The consummate failure of the opposition parties to sustain and deliver a coherent analysis of this government that rises above “He’s so mean” leaves Harper plenty of room to advance his agenda. With two projects, the securities regulator and the attempt to secure free trade with Europe, Harper is trying to strengthen the Canadian economic union. With a succession of other projects—his abandonment of state-run child care in favour of per-child cash benefits; his lack of interest in higher education; his eagerness to underwork his health minister and his intergovernmental affairs minister (go ahead, name either one)—he is weakening the social union. The Canada he is building, deliberately and with little scrutiny or real opposition, has a stronger national market and a weaker national vision. I’m sure he would defend that project eloquently if pressed. His opponents seem disinclined to press him.

One more thing. You can sure tell the difference between Harper when he wants something done and Harper when he doesn’t. Contrast the methodical advancement of the securities-regulator project with the Prime Minister’s monumental incuriosity on the treatment of Afghan detainees.
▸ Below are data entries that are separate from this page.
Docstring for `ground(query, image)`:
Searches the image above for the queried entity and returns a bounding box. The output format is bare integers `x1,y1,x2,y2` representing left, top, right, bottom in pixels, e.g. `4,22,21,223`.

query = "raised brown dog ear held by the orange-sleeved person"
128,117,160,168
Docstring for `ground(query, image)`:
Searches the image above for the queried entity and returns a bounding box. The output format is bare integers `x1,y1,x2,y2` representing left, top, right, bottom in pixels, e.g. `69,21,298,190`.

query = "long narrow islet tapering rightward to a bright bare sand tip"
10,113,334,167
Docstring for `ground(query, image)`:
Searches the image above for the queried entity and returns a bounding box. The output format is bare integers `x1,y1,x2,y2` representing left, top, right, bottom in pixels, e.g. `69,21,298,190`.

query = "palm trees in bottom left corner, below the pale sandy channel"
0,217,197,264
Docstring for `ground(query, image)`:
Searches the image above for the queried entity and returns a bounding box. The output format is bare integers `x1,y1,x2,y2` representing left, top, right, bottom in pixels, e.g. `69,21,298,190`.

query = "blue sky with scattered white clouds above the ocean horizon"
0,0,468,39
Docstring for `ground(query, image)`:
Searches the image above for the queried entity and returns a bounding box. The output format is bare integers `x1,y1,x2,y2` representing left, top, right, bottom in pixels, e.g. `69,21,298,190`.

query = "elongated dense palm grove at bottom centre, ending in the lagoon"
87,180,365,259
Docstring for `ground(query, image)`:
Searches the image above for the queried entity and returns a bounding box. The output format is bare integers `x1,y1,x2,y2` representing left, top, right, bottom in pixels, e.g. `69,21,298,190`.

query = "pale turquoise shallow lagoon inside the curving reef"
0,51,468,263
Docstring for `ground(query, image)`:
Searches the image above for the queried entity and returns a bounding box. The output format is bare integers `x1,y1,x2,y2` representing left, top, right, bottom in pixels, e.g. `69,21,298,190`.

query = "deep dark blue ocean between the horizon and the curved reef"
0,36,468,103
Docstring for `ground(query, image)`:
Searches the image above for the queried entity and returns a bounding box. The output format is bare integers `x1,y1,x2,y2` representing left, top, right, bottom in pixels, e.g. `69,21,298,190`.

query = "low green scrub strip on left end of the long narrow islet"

A report on prisoner abuse bounced all over Ottawa but somehow never made it to the desk of any minister with power to do anything about the alleged abuse. A commission investigating the cases of abuse that did arise has been requesting documents from the Harper government, in vain, for over a year. With every action and every stubborn inaction, Stephen Harper continues to reshape this country. One day we’ll all look back and wonder how we missed it while it was happening.